The meaning of "economy" in Greek was essentially "household management." In modern times "economy" applies to communities or commonwealths  and is the way in which the production and distribution of goods and services is organized. When the system was based on barter, there was a clear understanding of who has produced what and how the distribution proceeds. When barter is replaced by a system of money exchange, however, the accumulation of wealth becomes possible. Then, all one needs is a system of protecting wealth. Kings and nobles amassed armies. Modern governments a la John Locke instituted laws and administered enforcement. In modern times the feudal system of kings, church, and serfs has been replaced by a modern system of "corporate feudalism" in which the corporation owns everything, the government protects corporate interests, and the people work to maintain what they can in the margin. Doubtless that corporate feudalism is just as much a "system" as was household management; but there is one enormous difference. In the household there were social (moral) relations between husband, wife, children, and slaves. Corporate (capitalism) feudalism today functions under no sense of relationship, no moral bond; it simply pursues the accumulation of more wealth. The name of the game is purely Greed. 

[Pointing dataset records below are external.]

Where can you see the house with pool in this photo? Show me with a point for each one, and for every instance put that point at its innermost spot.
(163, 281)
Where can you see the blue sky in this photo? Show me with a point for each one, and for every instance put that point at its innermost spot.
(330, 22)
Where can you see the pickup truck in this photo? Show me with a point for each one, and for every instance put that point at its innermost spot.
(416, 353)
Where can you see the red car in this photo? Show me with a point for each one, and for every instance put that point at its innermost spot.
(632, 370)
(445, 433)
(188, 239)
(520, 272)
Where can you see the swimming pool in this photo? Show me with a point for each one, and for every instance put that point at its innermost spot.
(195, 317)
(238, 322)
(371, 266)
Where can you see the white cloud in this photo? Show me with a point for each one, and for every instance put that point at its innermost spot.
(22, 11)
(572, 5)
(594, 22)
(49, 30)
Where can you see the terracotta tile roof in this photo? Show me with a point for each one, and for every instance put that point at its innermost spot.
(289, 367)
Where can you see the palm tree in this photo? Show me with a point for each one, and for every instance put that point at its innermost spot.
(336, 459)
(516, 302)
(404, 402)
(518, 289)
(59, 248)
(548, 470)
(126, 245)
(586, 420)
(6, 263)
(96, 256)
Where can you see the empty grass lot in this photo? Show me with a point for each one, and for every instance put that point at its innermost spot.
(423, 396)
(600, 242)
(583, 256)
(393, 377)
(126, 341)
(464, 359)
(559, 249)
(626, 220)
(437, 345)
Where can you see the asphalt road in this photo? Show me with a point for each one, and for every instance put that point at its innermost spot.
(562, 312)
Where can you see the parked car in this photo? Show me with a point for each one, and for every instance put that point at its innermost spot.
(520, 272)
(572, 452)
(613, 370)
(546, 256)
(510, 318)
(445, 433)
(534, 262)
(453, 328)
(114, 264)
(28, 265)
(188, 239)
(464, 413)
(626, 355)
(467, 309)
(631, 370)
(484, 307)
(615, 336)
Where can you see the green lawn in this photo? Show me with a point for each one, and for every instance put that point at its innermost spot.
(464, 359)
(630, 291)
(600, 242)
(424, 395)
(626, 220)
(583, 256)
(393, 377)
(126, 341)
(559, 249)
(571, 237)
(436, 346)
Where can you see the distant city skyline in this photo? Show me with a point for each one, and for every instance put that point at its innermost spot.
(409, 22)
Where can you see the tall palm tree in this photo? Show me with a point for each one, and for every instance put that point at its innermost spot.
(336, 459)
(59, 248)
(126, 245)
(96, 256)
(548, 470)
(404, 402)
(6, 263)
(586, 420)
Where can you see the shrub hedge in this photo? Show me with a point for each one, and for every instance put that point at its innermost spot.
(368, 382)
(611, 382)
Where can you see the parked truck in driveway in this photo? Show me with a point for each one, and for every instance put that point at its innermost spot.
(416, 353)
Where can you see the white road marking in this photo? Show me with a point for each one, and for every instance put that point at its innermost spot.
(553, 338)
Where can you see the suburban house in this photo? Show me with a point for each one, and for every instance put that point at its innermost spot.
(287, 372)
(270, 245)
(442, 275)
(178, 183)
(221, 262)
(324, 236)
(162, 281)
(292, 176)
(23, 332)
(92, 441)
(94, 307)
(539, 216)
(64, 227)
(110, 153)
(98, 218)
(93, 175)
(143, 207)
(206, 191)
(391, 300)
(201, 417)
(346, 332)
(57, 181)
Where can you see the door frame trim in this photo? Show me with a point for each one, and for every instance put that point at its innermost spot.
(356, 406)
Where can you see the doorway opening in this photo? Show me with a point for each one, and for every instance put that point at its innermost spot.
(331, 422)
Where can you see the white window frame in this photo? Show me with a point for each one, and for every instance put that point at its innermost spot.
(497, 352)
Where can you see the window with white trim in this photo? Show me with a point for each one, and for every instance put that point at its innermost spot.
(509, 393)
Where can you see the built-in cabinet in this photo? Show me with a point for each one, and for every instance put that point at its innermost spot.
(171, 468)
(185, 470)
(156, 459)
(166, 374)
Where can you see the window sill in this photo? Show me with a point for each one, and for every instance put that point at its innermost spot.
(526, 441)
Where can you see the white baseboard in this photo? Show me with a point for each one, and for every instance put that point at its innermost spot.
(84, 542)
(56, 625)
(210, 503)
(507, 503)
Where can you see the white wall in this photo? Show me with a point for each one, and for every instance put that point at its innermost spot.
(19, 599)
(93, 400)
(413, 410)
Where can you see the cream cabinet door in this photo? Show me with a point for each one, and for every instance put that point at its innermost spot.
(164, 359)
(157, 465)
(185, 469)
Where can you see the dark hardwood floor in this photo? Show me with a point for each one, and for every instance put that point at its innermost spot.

In the 19th Century, Marx clearly and convincingly described the situation of uncontrolled capitalism. Motivated by greed, the capitalist will always attempt to extract the maximum amount of work from labor and pay as little as is possible. Since no "social consciousness" is involved, the worker's plight is left to a losing fight to make ends meet. The proletariat class is created and it expands. Marx concluded that the proletariat would eventually be forced to rebel or simply starve. 

Interestingly, Lenin realized that the major Western economies were headed in a different direction. Through the system of Imperialism they could export the proletariat class to what we have come to call the Third World. By a system of economic colonization, the Western states obtained their raw materials from the Third World and they paid higher wages to their own workers so as to create a friendly and cooperative "middle class." The middle class, being modestly well off, would not rebel and the foreign proletariat would be too far away.

This system worked effectively through the middle of the 20th Century and then it started to come apart. It has been coming apart ever since. What is interesting (in an academic sort of way) is that the system came apart not only because the colonies began to rebel and declare independence, but that capitalists decided to join the program. Advanced transportation and communication technologies now allowed corporations to move production facilities off-shore and, hence, to cut off the American worker completely. The same technologies allowed corporations to move their wealth off-shore as well --- which they have done under the flag of "globalization". In short, the whole idea of the middle class has been abandoned in America. So as the ranks of the proletariat come together again in the American economy, we have to ask where this will take us. But what we face is something different than we might have faced in the 19th Century. We face corporations that still remain in control of the government over us but have also rendered themselves less vulnerable to rebellion by being largely absentee holders of American wealth. 

The Occupy movement may not be articulating all of this but I do believe that they are an early vanguard of something quite important in the evolution of an American political economy.